Average level of play
The match was so enthralling because of the scenario, the drama and commitment of both players - not for the level of tennis they reached. They were better in the last US Open final: Spaniard Nadal played very short all match, and his Serbian opponent was not able to take advantage of this enough. Rafa was far below the level he reached during the matches against Tomas Berdych and Roger Federer - he realised how important this match was for his season and career. He was not able to start it with a good balance between aggression and stress, and as a consequence he was defensive right from the start and played far from his baseline. After three sets, he was spending four per cent of his time inside the court, whereas the figure was 34 per cent for the Serbian. He played short, down the middle too often, and tried to protect himself more than hurt his opponent. During the first three sets he wasn't moving well, as if he was overcome by the pressure of the event.
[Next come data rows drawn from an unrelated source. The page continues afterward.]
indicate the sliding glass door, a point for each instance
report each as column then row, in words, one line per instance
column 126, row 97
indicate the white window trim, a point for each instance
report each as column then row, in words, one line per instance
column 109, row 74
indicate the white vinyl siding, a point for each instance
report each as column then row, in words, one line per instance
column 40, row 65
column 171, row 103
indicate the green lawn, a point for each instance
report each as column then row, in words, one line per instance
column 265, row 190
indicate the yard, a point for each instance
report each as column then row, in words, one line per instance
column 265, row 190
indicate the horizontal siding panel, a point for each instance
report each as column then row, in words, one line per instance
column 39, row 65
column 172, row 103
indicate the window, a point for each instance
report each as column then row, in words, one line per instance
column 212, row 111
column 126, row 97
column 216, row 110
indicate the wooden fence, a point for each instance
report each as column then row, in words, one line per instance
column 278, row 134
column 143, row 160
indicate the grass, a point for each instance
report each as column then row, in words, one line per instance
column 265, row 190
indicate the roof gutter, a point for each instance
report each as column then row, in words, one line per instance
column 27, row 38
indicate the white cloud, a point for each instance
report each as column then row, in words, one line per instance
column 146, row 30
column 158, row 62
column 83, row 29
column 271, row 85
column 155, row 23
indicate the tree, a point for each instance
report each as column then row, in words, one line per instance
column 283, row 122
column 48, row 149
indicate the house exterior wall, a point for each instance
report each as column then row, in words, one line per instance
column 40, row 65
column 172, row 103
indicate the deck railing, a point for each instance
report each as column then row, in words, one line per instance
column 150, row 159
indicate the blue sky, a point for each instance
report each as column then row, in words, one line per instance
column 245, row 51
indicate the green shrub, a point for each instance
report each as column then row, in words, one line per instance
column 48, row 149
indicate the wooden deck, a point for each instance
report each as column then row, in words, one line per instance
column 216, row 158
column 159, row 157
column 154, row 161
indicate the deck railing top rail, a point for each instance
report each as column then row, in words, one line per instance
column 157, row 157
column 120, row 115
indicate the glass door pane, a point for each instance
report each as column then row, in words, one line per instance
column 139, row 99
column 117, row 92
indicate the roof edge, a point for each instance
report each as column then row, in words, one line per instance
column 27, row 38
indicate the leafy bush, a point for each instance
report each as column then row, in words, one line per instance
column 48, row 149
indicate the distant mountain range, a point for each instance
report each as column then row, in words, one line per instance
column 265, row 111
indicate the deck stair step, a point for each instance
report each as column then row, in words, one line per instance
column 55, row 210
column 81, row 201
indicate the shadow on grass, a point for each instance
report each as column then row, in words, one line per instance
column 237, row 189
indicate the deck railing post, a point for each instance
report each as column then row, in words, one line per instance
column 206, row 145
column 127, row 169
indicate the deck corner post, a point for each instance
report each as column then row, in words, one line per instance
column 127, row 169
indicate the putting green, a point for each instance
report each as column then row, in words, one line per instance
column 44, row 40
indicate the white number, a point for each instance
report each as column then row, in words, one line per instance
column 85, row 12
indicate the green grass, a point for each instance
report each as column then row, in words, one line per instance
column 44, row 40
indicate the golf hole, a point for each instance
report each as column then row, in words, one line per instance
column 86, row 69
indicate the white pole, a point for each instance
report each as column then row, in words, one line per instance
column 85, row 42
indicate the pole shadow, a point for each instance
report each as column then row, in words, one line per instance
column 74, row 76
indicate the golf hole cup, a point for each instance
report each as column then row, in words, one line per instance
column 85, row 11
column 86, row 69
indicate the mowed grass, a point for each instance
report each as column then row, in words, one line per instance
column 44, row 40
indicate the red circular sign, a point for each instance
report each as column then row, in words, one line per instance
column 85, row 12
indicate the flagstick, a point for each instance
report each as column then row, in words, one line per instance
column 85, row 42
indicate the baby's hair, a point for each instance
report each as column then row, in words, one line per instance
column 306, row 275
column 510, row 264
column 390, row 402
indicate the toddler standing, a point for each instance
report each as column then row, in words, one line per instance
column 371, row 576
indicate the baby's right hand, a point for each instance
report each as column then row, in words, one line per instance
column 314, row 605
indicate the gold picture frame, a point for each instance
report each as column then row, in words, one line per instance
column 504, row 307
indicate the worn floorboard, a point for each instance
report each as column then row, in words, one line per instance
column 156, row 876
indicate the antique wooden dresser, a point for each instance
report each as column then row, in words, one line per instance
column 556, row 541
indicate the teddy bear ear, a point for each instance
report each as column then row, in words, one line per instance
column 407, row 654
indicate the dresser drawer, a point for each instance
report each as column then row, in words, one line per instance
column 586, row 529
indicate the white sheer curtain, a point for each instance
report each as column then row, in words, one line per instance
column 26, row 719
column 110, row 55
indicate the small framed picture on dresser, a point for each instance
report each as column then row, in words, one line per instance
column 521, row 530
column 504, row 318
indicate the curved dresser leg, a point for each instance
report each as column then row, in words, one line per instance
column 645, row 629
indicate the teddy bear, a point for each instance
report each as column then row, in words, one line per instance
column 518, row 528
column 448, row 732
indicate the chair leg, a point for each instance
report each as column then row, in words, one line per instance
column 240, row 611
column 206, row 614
This predictability helped Djokovic to be one shot ahead all the time.

Obvious weaknesses
Under stress, weaknesses are more obvious: his depth of shots was very worrying during this match with so many balls landing in the serving squares. His backhand was limited once again and he kept trying to change the diagonal in order to avoid being attacked on his weaker side - but his lack of deep shots saw him crushed by the Djokovic backhand. He was always defending because his opponent often used this chance to turn around his backhand. Also, his second serve was a gift for Novak, who is very efficient in this situation. His position, too far from the baseline, saw him become a victim of the cross-court shots and drop shots sent by Djokovic.

Admiring the bravery
His first serve saved him during this final - and he ended with a 67 per cent proportion of first serves in, with 66 per cent of points won behind this serve. With this exception, the Mallorcan suffered greatly and, without his amazing courage and will, the final would have been over in four sets for Djokovic. Once more, Rafa showed amazing fighting abilities and great heart - more than any other player I have seen.

What we learnt
Although the match wasn't 100 per cent satisfying regarding the level of play, we did learn a lot from it. During the semi-final against Andy Murray, Djokovic was dominated for long periods; in the final, he committed a lot of unforced errors and didn't play his best tennis. So Novak showed he was able to win under any circumstances, and even against the top players. The Serbian is continuing in his invincible mode, because he has now won four out of the last five Grand Slams. He is putting his mark on 2012 just as he did early in 2011. It's tough for Nadal, because it is now seven losses in a row against Djokovic in finals. He seemed to be getting closer to the Serbian - but if we consider that Nole wasn't at his best during this match, that now changes. Novak has sent a clear message to all the players: he's still the boss. The level of fitness he displays, his mental strength and determination to win should give his rivals something to think about. This match is proof that someone can win a Grand Slam final without playing amazing tennis - but through sheer effort. All players, and especially the French ones, should ask themselves if they have this kind of fight inside them - and then start to work towards it.

The next battle
Rafa and Nole will face each other again this season - perhaps several times. What should Rafa remember from this encounter? That it was won by the more aggressive, creative and dictating player. He must also add greater variety to his game: he always plays in the same areas on the return, his backhand nearly always down the line to change the diagonal, his forehand too often crossed and his slice on serve too often to Novak's backhand. He will also have to improve his second serve. But we should praise Novak Djokovic who, while playing in the same period as two of the greatest champions of all time — Rafa and Roger — has come to dominate the Tour. He now has five Grand Slam titles, and will certainly not stop there.